Com o consumidor livre, a situação é bastante diferente. Ele tem direito a receber todo o volume de energia que tiver adquirido junto a um ou mais fornecedores (geradoras ou comercializadoras), mas o que acontece se ele demandar e consumir um volume diferente – maior ou menor – do que a
soma dos volumes fixados nos seus contratos? É aí que entra o mercado de curto prazo da CCEE.
O mercado de curto prazo da CCEE é, na verdade, um mercado de diferenças, de tal modo que as diferenças, entre o que foi contratado entre os vários agentes do setor e o que foi efetivamente disponibilizado e consumido por esses mesmos agentes, são verificadas e acertadas no âmbito desse
mercado.
A participação no mercado de curto prazo da CCEE é obrigatória para todos os agentes que geram, comercializam ou consomem energia de forma direta no ambiente de mercado, com uma única exceção: os consumidores cativos (aqueles que compram energia exclusivamente de distribuidoras no ACR) não participam diretamente do mercado de curto prazo, pois mantêm relação direta com a distribuidora e não com o mercado livre de energia.
Em outras palavras, se o consumidor livre, que obrigatoriamente participa da CCEE, demandar e consumir um volume maior do que a soma dos volumes constantes de todos os seus contratos, que devem ser registrados na CCEE, a diferença será paga por esse consumidor livre ao mercado pelo chamado Preço de Liquidação de Diferenças – PLD. E o contrário também é verdade: o consumo em volume inferior ao da soma dos volumes contratados leva ao recebimento pelo consumidor livre da diferença a menor valorada pelo PLD.
Finalmente, o consumidor livre ou especial que deseje gerar, ele próprio, a totalidade ou uma parte da energia elétrica que consome, pode obter uma autorização da ANEEL para se tornar um autoprodutor, passando a operar sua própria unidade geradora. Diferentemente do que acontece com o consumidor
cativo que participa da geração distribuída, que não pode alienar a terceiros eventuais excedentes da sua geração, o autoprodutor pode. Voltaremos ao tema mais adiante neste artigo.
- As duas modalidades de geração para consumo
próprio
3.1. Geração Distribuída
Nesse ponto, já está claro que geração distribuída é a modalidade de geração para consumo próprio disponível ao consumidor cativo, participante do ACR, e que a principal diferença dela para a autoprodução é o fato de que o consumidor cativo gerador participa de um sistema de
compensação de energia em que a energia excedente injetada na rede da concessionária dá origem apenas a créditos que podem ser usados tão somente para abater o gasto com seu próprio consumo futuro de energia, enquanto o consumidor livre ou especial que seja autoprodutor pode alienar no mercado esse excedente de geração para terceiros.
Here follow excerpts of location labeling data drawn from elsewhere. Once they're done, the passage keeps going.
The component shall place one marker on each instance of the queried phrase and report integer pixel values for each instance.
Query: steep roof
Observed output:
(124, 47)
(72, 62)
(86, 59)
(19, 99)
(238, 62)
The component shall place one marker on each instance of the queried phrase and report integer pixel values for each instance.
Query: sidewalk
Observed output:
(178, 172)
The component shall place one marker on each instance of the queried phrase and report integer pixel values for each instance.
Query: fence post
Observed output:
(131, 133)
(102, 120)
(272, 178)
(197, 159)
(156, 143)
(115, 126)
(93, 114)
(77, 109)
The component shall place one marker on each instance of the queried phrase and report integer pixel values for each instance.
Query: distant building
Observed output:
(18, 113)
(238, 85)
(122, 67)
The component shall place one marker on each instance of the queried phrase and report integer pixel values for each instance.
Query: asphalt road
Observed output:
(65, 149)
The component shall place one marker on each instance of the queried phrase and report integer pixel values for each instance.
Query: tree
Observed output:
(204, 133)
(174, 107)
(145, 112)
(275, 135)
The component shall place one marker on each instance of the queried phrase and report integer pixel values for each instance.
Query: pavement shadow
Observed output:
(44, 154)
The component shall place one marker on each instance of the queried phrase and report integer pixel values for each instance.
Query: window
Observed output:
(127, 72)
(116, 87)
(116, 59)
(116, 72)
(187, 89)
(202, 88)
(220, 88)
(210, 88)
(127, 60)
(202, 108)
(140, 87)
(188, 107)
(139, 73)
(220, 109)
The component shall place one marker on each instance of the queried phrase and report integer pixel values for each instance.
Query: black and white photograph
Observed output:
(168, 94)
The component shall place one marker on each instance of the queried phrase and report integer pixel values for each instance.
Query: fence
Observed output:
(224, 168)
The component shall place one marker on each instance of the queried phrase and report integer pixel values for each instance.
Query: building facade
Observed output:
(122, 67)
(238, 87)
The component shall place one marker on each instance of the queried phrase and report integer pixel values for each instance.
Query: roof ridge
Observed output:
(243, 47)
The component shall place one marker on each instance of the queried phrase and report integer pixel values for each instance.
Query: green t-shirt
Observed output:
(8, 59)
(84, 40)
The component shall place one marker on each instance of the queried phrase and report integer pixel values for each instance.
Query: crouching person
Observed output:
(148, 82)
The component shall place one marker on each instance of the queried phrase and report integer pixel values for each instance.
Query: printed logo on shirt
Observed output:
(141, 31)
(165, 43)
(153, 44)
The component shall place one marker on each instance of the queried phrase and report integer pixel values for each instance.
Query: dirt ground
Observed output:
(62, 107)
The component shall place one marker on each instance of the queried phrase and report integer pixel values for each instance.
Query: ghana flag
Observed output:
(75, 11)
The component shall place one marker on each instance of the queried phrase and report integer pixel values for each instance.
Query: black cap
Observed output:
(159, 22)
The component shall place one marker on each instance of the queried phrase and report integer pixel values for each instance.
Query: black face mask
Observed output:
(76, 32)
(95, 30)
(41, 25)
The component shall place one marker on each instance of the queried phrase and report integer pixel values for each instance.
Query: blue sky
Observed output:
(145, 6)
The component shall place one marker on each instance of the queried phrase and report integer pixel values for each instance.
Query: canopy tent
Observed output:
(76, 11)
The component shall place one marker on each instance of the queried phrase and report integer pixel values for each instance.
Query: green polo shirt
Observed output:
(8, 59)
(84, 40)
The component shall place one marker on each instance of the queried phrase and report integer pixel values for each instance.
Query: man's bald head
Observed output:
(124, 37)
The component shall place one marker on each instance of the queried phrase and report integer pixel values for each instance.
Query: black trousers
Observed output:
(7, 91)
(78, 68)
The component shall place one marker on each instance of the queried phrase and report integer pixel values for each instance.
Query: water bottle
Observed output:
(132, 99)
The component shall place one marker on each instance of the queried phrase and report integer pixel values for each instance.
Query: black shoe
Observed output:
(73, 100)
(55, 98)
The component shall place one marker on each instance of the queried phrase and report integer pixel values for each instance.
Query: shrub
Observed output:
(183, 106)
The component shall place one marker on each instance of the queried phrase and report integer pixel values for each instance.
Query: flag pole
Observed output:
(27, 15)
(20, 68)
Funciona assim: a central geradora do consumidor cativo injeta energia na rede da distribuidora, da qual o mesmo consumidor cativo retira a energia que consome, participando de um Sistema de Compensação de Energia Elétrica e usufruindo de algumas condições favorecidas, que normalmente resultam em um custo de aquisição de energia mais baixo. Eventual diferença entre injeções e retiradas de energia constitui um crédito que precisa ser utilizado dentro de certo tempo, sob pena de caducidade.
A central geradora pode ser detida individualmente, por um empreendimento com múltiplas unidades consumidoras (como um shopping center ou um edifício de apartamentos, por exemplo) ou em grupos reunidos em consórcios ou cooperativas. Existem no mercado empresas que desenvolvem projetos de centrais geradoras de energia renovável e organizam grupos de consumidores, reunidos principalmente em consórcios, para adquirirem ou arrendarem tais centrais. Nesses casos, as empresas que organizam o
projeto assumem, na prática, a responsabilidade pelos procedimentos para regularização da central geradora perante a ANEEL e conexão com a rede da distribuidora, cuidando também da operação e manutenção dos equipamentos.
A Lei no 14.300/2022 instituiu o Marco Legal da Microgeração e Minigeração Distribuída, o Sistema de
Compensação de Energia Elétrica (SCEE) e o Programa de Energia Renovável Social (PERS). Apesar de algumas das inovações por ela introduzidas tornarem a utilização da geração distribuída mais onerosa para os consumidores-geradores, o novo marco legal foi bem recebido pelo mercado, pois traz segurança jurídica e prevê regras de transição consideradas adequadas.
Por um lado, estabelece que, no sistema de compensação da energia injetada pelo consumidor-gerador na rede com a energia por ele consumida, deverão ser observados certos critérios com vistas à proteção das distribuidoras, que passam a ter o direito de receber ao menos o valor mínimo faturável, bem como todos os componentes tarifários não associados ao custo da energia, incluindo a Tarifa de Uso do
Sistema de Distribuição (ou TUSD Fio B), destinada a cobrir os custos do uso da sua infraestrutura. A lei também estabelece um sistema de compensação que leva em consideração o posto tarifário nos momentos em que a energia é injetada ou retirada da rede.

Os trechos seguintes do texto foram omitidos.